Hey guys, I have this MongoDB collection with thou...
# contributing-to-airbyte
a
Hey guys, I have this MongoDB collection with thousands of docs, • connected airbyte to it • It tries to find the schema. • returns me some fields It does not contain fields that were seldom used in the collection. I checked the code https://github.com/airbytehq/airbyte/blob/master/airbyte-integrations/connectors/source-mongodb/lib/mongodb_types_explorer.rb Apparently the approach it takes is just check the first 1000 records. So, even this is not sampling of any sort. Correct? Is there a way to edit the fields(add to it) in UI or backed API for the mongo source connector? For now I am trying to read https://airbyte-public-api-docs.s3.us-east-2.amazonaws.com/rapidoc-api-docs.html but would appreciate any help
u
Hi Aditya! Yeap that's right, this is done serially today without a sample. Curious, if we had an option to do a full scan so types are 100% accurate would you be willing to wait?
u
It's not possible to change the discovered schema via the api. I think you'd would have to exec into a running pod and check the schema saved to the volume. @charles (since I see you online) does that make sense?
u
yeah. agreed. though i got to say that's pretty tricky to do.
u
are we thinking about mongo wrong? isn't the point of mongo that it's schema-less?
u
this approach of sampling the data is always going to be wrong.
u
and reading all of the data to get the schema seems incredibly wasteful (and also not really a guarantee of anything since the next record that comes along could have a new field)
u
good point on reading everything = wasteful
u
any thoughts Aditya?
u
naively it feels like the schema should be the stream name = collection name and then the schema for the stream is
{ "type": "object" }
u
or something like that anyway 🤷‍♀️
u
@Davin Chia (Airbyte) To "Willing to wait" -> probably not and also would not want to kill my mongo server To "Thoughts" -> There should be an API that allows us to set the schema for mongo. For instance there is a cdata connector which allows to do something similar (https://cdn.cdata.com/help/DGF/odbc/pg_DefinedSchemas.htm). @charles Though I agree to the fact that reading everything is wasteful, I would like to differ at not specifying the schema
{ "type": "object" }
. I think it might be okay for the Extract and Load phases but I guess the Transform phase needs to know more about the schema. Like even the Basic Normalization.

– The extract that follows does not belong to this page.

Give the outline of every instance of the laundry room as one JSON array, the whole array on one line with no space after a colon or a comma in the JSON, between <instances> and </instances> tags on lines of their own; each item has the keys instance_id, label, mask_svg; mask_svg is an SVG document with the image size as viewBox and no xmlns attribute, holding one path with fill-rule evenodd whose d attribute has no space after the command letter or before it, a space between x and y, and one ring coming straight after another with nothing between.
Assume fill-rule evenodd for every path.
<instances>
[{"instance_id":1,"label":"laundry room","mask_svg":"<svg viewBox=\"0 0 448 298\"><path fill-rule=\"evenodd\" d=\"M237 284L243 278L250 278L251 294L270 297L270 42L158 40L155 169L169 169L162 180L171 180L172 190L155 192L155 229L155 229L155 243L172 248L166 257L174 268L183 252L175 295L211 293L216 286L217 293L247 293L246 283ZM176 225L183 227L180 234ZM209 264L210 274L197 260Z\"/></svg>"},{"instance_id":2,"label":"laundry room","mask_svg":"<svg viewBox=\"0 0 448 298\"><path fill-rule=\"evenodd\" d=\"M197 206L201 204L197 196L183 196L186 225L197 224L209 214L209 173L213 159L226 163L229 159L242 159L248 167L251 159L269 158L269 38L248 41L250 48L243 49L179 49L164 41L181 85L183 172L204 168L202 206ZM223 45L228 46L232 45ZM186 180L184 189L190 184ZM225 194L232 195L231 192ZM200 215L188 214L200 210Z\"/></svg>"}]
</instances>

Thoughts?
u
@Davin Chia (Airbyte) It would be the workspace volume attached to airbyte-server?
u
interesting point on ODBC allowing schemas to be defined; maybe a dumb question, that might touch on what Charles was saying, if schema is important, what's the reason for not using a SQL db? is it legacy?
u
Yes it is kind of legacy. I have been thinking about this for a while whether it is worth the effort to migrate to Postgres/MySQL now that the use case has popped up. Schema is important once it reaches Destination(say Snowflake/ BigQuery) not much before
u
let me poke around first, I'm not entirely familiar with this part of our system
u
Thanks for the pointers. Let me try updating the schema
u
docker run -it --rm --volume airbyte_data:/data busybox
should get you into the right volume
u
you want to do
Copy code
# navigate to the config directory
$ cd data/config/
DESTINATION_CONNECTION/           STANDARD_DESTINATION_DEFINITION/  STANDARD_SYNC/                    STANDARD_WORKSPACE/
SOURCE_CONNECTION/                STANDARD_SOURCE_DEFINITION/       STANDARD_SYNC_SCHEDULE/

/data/config/STANDARD_SYNC $ ls
31f0495e-1251-499f-9a64-a1239a99609d.json

# look at the standard sync - I believe the json_schema field here is what you want to modify
/data/config/STANDARD_SYNC $ cat 31f0495e-1251-499f-9a64-a1239a99609d.json
{"prefix":"","sourceId":"617fd945-566d-4cc4-905b-2c2c31627cba","destinationId":"0a3cde72-0a83-479b-b1db-4024ebf9516f","connectionId":"31f0495e-1251-499f-9a64-a1239a99609d","name":"default","catalog":{"streams":[{"stream":{"name":"med_table","json_schema":{"type":"object","properties":{"date_prod":{"type":"string"},"code":{"type":"string"},"len":{"type":"string"},"kind":{"type":"string"},"title":{"type":"string"},"did":{"type":"string"}}},"supported_sync_modes":["full_refresh","incremental"],"default_cursor_field":[],"source_defined_primary_key":[["code"]],"namespace":"public"},"sync_mode":"full_refresh","cursor_field":[],"destination_sync_mode":"append","primary_key":[["code"]]}]},"status":"active"}
u
I haven't done the full end to end cycle so I'm not 100% modifying this here works
u
I tried it and it worked. Thanks🙏